When speaking about her advocacy work, Ebony’s voice is brisk and powerful. When speaking about her father, she slows down. It’s a small thing that is painful to observe. 

“The amount of stress, and anxiety, and anxiousness, and angst this creates. You know.” She stopped talking. She let the silence hold for a half a minute. “It’s been so long, without knowing. Look at how we’re living right now” — under the uncertainty of indefinite lockdowns. “People are up in arms and it’s only been three weeks. For some of us this has been our lives for thirty years.”

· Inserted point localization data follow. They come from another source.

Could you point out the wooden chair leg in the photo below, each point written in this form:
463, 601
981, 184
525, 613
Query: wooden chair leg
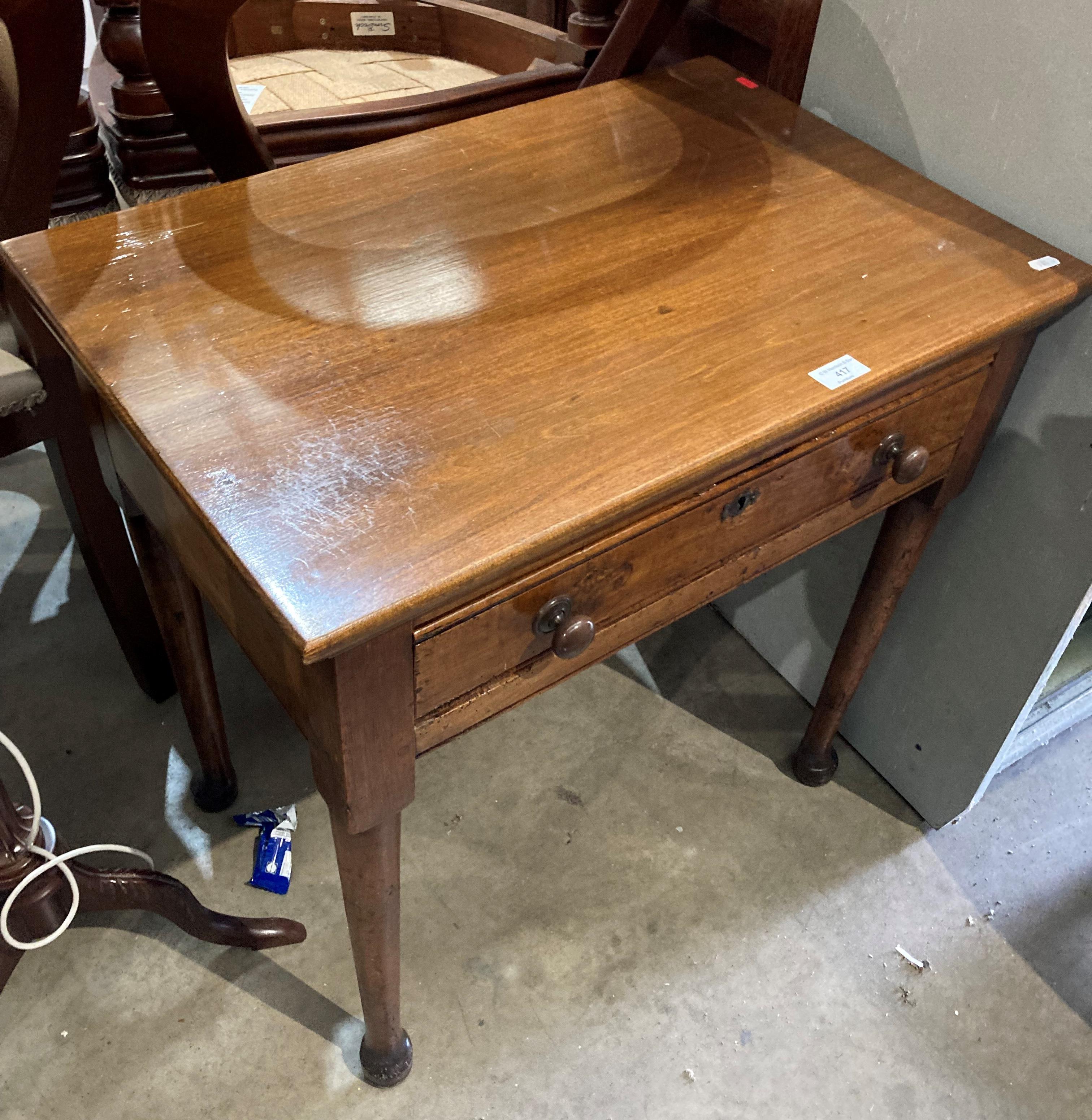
161, 894
9, 958
182, 620
369, 867
100, 530
905, 531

Ebony said that if there is any kind of silver lining, it’s the fleeting responses to the collective pressure. The Bureau of Prisons is providing online updates on their responses to COVID-19. “They’ve actually updated their website!” she said. “This is the first time I’ve seen anything like this. It feels like someone is actually listening.” Also, a new provision to the CARES Act now mandates that calls to federal prisons be free during the crisis, which reflects We Got Us Now’s second demand. It’s a welcome development, marred only by the thought of what took so long; Securus and Global Tel Link, the giants of the billion-dollar telecommunications industry, initially responded to the crisis by offering just a few short free phone calls a week

In our conversation Ebony projected a well-earned cynicism, which she tempered with some small hope. “In the criminal justice world, I absolutely feel like people are showing up in a really big way. People are more empathic than I’ve ever seen them being. The advocacy world is amplifying this [decarceration push]. To me, that is the most beautiful thing.”

That alone, understandably, wasn’t enough for her. “Now we need to release these elders,” she continued. “We have to let these people out. If we don’t, what about the prison staff? What about the clergy? Those people come from rural communities across the country, and they could be bringing the disease to their families. It is literally life or death. And that’s what I’ve been explaining to people. It’s not just, ‘oh my God, I want my dad home.’ No. In this moment, for all of us — it’s life or death.” She paused. “But I absolutely do want my dad home.” 

Before we hung up, we spoke again about her father’s day to day reality.  

“He got an N95 mask,” she told me. “They’re no longer sewing up underwear. That is good.  But I was hoping that they have no cases in there. I don’t know what to do. I don’t know what to say. The worst thing possible is to know that there are cases in there. I pray that’s not true. It’s horrifying. I’m praying it’s still a rumor.”